Add Custom Dimensions to Enhance Scoring
Custom dimensions enable our Scale users to have a fixed set of additional "dimensions" that contain user-defined numerical values and are stored in addition to the dimensions that Vectara automatically extracts and stores from the text. At query time, users can use these custom dimensions to increase or decrease the resulting score dynamically, query by query.
For example, let's say we want to add a custom dimension to boost posts from a forum based on how many "upvotes" it has received. We can create the corpus with a "votes" custom dimension as follows:
curl -X POST \
-H "Authorization: Bearer ${JWT_TOKEN}" \
-H "customer-id: ${CUSTOMER_ID}" \
https://api.vectara.io:443/v1/create-corpus \
-d @- <<END;
{
"corpus":
{
"name": "Acme Forums",
"description": "Contents of the Acme Forum",
"custom_dimensions": [
{
"name": "votes",
"description": "Log of the number of votes received by this post",
"serving_default": 0.0,
"indexing_default": 0.0
}
]
}
}
END
Then, at index time, you can attach the value of the custom dimension as follows:
{
"documentId": "237a8b63-2826-4ee1-8d83-14c2451a3357",
"parts": [
{
"context": "...",
"text": "Yesterday I woke up and observed a rainbow out of my window.",
"custom_dims": [{
"name": "votes",
"value": 1.235
}]
}
]
}
And then to boost documents based on the value of these custom dimensions, you can apply a query as follows:
curl -X POST \
-H "Authorization: Bearer ${JWT_TOKEN}" \
-H "customer-id: ${CUSTOMER_ID}" \
https://api.vectara.io:443/v1/query \
-d @- <<END;
{
"query": [
{ "query": "When was the last time you saw a rainbow?",
"num_results": 5,
"corpus_key": [{
"customer_id": ${CUSTOMER_ID},
"corpus_id": ${CORPUS_ID},
"dim": [{
"name": "votes",
"value": 0.01
}]
}]
}
]
}
END
How custom dimensions affect scores
In order to calculate the final score of a document and query that contains custom dimensions, Vectara takes the dot product of the query's custom dimensions with the document's custom dimensions and the resulting number is added to their score.
Negative values decrease the overall score (sometimes called "burying") and postive values increase the overall score (sometimes called "boosting").
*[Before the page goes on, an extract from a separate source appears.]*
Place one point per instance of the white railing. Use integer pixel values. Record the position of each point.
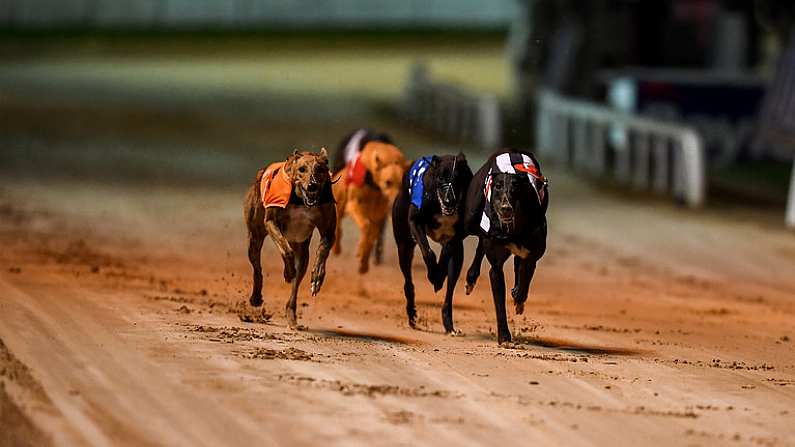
(643, 153)
(790, 218)
(452, 111)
A dot product of 0 does not affect the underlying text retrieval score.
For more information on how scores can be interpreted in general, see the documentation on interpreting scores.
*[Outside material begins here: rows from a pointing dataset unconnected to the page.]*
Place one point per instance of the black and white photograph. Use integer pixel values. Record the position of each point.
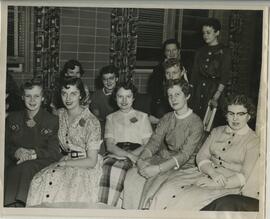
(116, 108)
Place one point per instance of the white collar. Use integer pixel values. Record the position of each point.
(106, 94)
(185, 115)
(241, 131)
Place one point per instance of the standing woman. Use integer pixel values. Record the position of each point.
(76, 177)
(225, 163)
(30, 144)
(126, 132)
(211, 69)
(172, 146)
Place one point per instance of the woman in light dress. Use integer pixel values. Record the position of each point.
(225, 162)
(173, 145)
(75, 178)
(126, 133)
Choosing values for custom dimensions
Because scores in Vectara range from -1 to 1, in general it's best to make sure the dot product of the custom dimension values you store in your document and the query custom dimensions are between -1 and 1.
Indexing
If you're tracking some underlying value that increases or decreases linearly
(like upvotes, number of responses, total units sold, etc), then you would
typically take the log()
of the value first before storing it in a document to
ensure that it cannot dominate the overall score too much.
In some cases, it can be useful to bound the boost or penalty for a field. For example, in some cases a longer content length might warrant a boost while older documents might warrant being buried, but in either case, there may be a point at which "even longer" or "even older" doesn't really matter. In these cases, it can be useful to apply a sigmoid function to the content length or age at indexing time.
Querying
Even if the absolute value of the custom dimension is small, it will still have a large impact on the score. Try to keep the document values in the -100 to +100 range so that you don't need to suppress these values further. Depending on how your document values scale, query values for a custom dimension should normally be in a range of -0.1 to 0.1, or even smaller like -0.01 to 0.01 if document values on the larger side of that.